Le roi et l'oiseau qui est à la fois un poème cinématographique et une satire politique met en scène l'amour et la création artistique comme moyens de résistance à l'oppression. Une oppression qui synthétise toutes les tares des sociétés modernes:

- La tyrannie politique du roi-dictateur mégalomane rappelle tous les régimes totalitaires avec police d'Etat, culte de la personnalité, propagande à outrance, société de surveillance etc. En même temps l'aspect satirique du film fait de ce petit roi complexé par son gros bide et son strabisme un bouffon façon Ubu roi. Ubu et Charles XVI de Takicardie (V et III font VIII et VIII font XVI) ont un autre point commun: ils usent et abusent du passage à la trappe de tous ceux qui ont le malheur de leur déplaire.

- La tyrannie est également économique et technologique. A la manière de Chaplin dans les Temps modernes, le ramoneur et l'oiseau font dérailler la production à la chaîne des effigies standardisées du roi. "Le travail, le travail à la chaîne, soudain le travail casse sa chaîne" écrivait déjà Prévert au moment de l'avènement du Front Populaire. Une standardisation qui s'étend aux gardes et policiers. Ceux-ci se rapprochent plus de la chauve-souris que de l'être humain. Les masses laborieuses sont confinées dans la ville basse où elles ne voient jamais la lumière du jour, ni à fortiori les oiseaux. Une verticalité du pouvoir qui avec ses 256 étages rappelle furieusement Metropolis. Quant à la technologie, omniprésente (ascenseur fusée, aéroglisseurs, trône auto-tamponneuse), elle accentue un peu plus l'inhumanité des immenses décors vénitiens vides d'hommes qui rappellent les tableaux de Giorgio de Chirico (quoique la pluie de policiers se servant de leur parapluie comme parachute n'est pas sans rappeler Golconde de Magritte). Quand elle n'échappe pas à son créateur pour tout ravager sur son passage (la destruction du palais par le robot fait penser à l'apocalypse nucléaire).

-Enfin on peut parler de tyrannie culturelle dans le sens où celle-ci, confisquée par le pouvoir se transforme en reproduction ad nauseam de l'effigie du dictateur qui envahit la totalité du champ visuel. Ajoutons que cette production à visée de propagande est mensongère ce que le film souligne ironiquement quand il montre une sculpture du roi en guerrier et chasseur émérite alors que son strabisme l'empêche de viser correctement.

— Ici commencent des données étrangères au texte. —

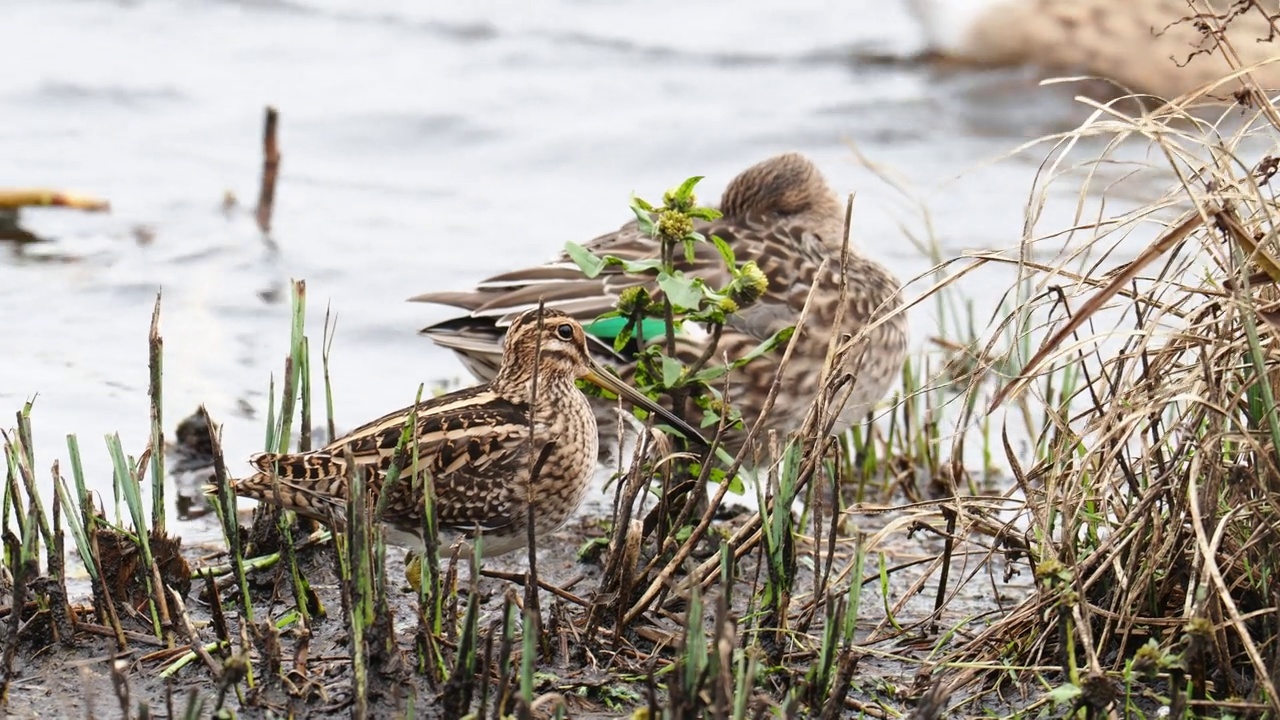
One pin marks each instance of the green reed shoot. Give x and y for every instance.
(528, 656)
(155, 393)
(128, 487)
(360, 580)
(292, 367)
(778, 534)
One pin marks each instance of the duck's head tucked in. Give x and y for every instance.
(785, 186)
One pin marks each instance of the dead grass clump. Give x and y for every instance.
(1152, 511)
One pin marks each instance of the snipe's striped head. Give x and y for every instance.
(556, 343)
(547, 340)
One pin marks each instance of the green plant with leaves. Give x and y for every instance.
(652, 320)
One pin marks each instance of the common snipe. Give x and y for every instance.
(778, 213)
(478, 446)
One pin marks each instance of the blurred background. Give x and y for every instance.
(426, 146)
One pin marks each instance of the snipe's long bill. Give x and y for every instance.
(476, 446)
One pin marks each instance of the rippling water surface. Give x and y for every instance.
(426, 146)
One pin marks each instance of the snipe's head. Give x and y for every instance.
(785, 185)
(556, 345)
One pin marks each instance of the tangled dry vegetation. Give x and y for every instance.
(1151, 514)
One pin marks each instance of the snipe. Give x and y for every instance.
(780, 213)
(476, 446)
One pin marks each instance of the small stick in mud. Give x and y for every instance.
(270, 171)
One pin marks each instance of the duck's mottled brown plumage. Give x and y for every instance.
(478, 446)
(780, 213)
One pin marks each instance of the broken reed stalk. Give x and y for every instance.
(270, 171)
(155, 392)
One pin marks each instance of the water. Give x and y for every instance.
(426, 146)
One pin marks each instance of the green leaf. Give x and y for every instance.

Jusqu'à la toute dernière scène du film, on voit quelques individus libérés (la bergère, le ramoneur, l'oiseau, le musicien) tenter de résister au système. David contre Goliath, pot de terre contre pot de fer, déséquilibre des forces exprimé par la danse aérienne du fragile petit clown accordéon. Et puis arrive le miracle de l'extraordinaire scène finale de fusion-transmutation où le fer se fait chair. Le robot, symbole de l'arme de destruction massive aveugle se met à penser dans la pose de la célèbre sculpture de Rodin sur les décombres du palais détruit. Lui aussi est touché par la grâce de l'animation qui a le pouvoir de donner vie et âme aux objets. Il libère l'oiseau avec délicatesse puis détruit la cage d'un poing rageur, laissant entrevoir la possibilité d'une technologie à visage humain.

La France ne s'est pas contenté d'inventer le cinéma. Elle a réinventé le cinéma d'animation à travers ce long-métrage. Le roi et l'oiseau est le tronc de deux des plus belles branches du cinéma d'animation contemporain. D'une part la branche japonaise des studios Ghibli avec plusieurs films de Miyazaki qui s'en inspirent directement (Le château de Cagliostro et Le Château dans le ciel). D'autre part la branche américaine des réalisateurs affiliés au studio Pixar. Le Géant de fer du bien nommé Brad Bird évidemment. Mais aussi la petite bergère en porcelaine de la trilogie Toy Story de John Lasseter.